Há tanta vida que se esconde nos dias escuros
É
noite de uma segunda-feira que inundou Lisboa, e chove também copiosamente
quando já noite, eu me despeço de Vila Viçosa da forma de sempre, rezando uma ave-maria
à Senhora da Conceição ali naquela rampa que liga o Terreiro do Paço e o
depósito da “cegonha” e me faz passar ao portão do meu velho liceu.
Tenho
sempre a sensação de que expresso um “até já” a tanta coisa minha que persistirá
sempre por ali.
Sigo…
A
auto-estrada para Lisboa está um breu só rasgado pelos faróis do meu carro e de
uns muito poucos que se cruzam comigo, e também pelos relâmpagos da trovoada
que generosamente me vão revelando a elegância dos sobreiros e dos montes, meus
fiéis companheiros em tantas tardes de viagem pelo Alentejo.
E
não fosse a trovoada, até o castelo de Evoramonte passaria despercebido,
ganhando no entanto com estes flashes,
um semblante misterioso a lembrar os sumptuosos repousos eternos dos
desinquietos espíritos dos condes da Transilvânia.
Não
vejo corvos a rasgar os céus.
Só
consigo vislumbrar dezenas de sapos que a chuva convocou para a auto-estrada, e
fosse eu supersticioso e acharia que estava a ser carne de bruxaria no percurso
para uma grande desgraça.
Eu
vou com calma e a cumprir limites de velocidade, por entre palavras de amor
prometi a alguém que o faria.
E
a viagem segue na coerência deste breu e na fidelidade da trovoada, de tal
forma que o Castelo de Palmela, poiso dilecto de “Templários” admiradores do
apóstolo São Tiago, apresenta um perfil semelhante ao seu congénere alentejano
que albergou a convenção que nos fez oficialmente “liberais” na rendição do “absolutismo”

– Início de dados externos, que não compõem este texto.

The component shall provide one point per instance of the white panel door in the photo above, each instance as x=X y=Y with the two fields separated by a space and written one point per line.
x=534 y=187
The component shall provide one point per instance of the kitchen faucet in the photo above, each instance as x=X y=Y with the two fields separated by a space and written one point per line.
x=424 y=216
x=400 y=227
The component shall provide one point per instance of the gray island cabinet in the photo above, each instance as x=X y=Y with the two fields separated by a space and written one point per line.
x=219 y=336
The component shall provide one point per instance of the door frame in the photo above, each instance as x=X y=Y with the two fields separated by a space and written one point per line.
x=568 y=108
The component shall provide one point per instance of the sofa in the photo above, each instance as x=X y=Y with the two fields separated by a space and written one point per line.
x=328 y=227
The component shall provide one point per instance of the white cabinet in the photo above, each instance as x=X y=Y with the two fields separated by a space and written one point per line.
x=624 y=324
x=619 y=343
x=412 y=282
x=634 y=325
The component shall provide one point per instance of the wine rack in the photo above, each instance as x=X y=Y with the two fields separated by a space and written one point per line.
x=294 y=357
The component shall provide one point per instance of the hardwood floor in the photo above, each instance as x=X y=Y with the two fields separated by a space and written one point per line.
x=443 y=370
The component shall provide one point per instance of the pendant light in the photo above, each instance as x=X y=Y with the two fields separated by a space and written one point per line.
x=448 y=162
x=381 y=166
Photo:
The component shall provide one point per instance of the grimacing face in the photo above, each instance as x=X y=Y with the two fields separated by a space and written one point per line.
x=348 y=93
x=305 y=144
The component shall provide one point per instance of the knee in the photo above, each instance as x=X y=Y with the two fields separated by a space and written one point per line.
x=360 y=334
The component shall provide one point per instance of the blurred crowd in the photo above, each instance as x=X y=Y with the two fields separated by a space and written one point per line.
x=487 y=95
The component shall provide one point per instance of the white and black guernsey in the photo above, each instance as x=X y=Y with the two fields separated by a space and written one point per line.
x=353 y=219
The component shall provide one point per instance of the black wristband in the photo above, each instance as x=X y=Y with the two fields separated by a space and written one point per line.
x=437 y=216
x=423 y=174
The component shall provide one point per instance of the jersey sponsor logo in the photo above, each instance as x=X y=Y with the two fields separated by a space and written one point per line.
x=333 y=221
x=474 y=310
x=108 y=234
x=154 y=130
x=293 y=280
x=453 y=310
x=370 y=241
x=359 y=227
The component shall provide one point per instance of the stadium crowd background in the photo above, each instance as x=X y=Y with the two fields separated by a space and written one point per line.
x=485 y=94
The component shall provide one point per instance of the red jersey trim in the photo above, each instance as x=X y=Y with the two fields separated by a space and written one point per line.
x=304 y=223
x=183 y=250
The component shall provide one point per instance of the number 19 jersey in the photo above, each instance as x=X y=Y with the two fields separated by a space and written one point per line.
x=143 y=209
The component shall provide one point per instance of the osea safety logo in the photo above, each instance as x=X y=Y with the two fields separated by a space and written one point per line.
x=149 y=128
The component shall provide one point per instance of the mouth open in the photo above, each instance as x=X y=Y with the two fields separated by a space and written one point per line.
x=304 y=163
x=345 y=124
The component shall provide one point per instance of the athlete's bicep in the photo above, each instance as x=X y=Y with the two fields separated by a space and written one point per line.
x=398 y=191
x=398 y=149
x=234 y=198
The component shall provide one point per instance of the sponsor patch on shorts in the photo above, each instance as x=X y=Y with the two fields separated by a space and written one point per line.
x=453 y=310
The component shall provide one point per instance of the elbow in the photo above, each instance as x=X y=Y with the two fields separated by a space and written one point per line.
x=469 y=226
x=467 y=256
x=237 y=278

de D. Miguel, algures por 1834.
Não
tarda e chego à ponte.
Já
vejo Lisboa e já não chove.
Estou
quase a chegar a casa e a primeira coisa que vou fazer depois de pôr a água a
ferver para um chá de jasmim, é tirar algumas notas.
Há
tantas histórias que nos assaltam (como os sapos saltitantes) durante duas
horas de viagem por uma estrada escura à mercê de relâmpagos para ver algo mais
do que o asfalto e os separadores e sinais.
Pois
é…
Há
tanta vida que se esconde nos dias escuros.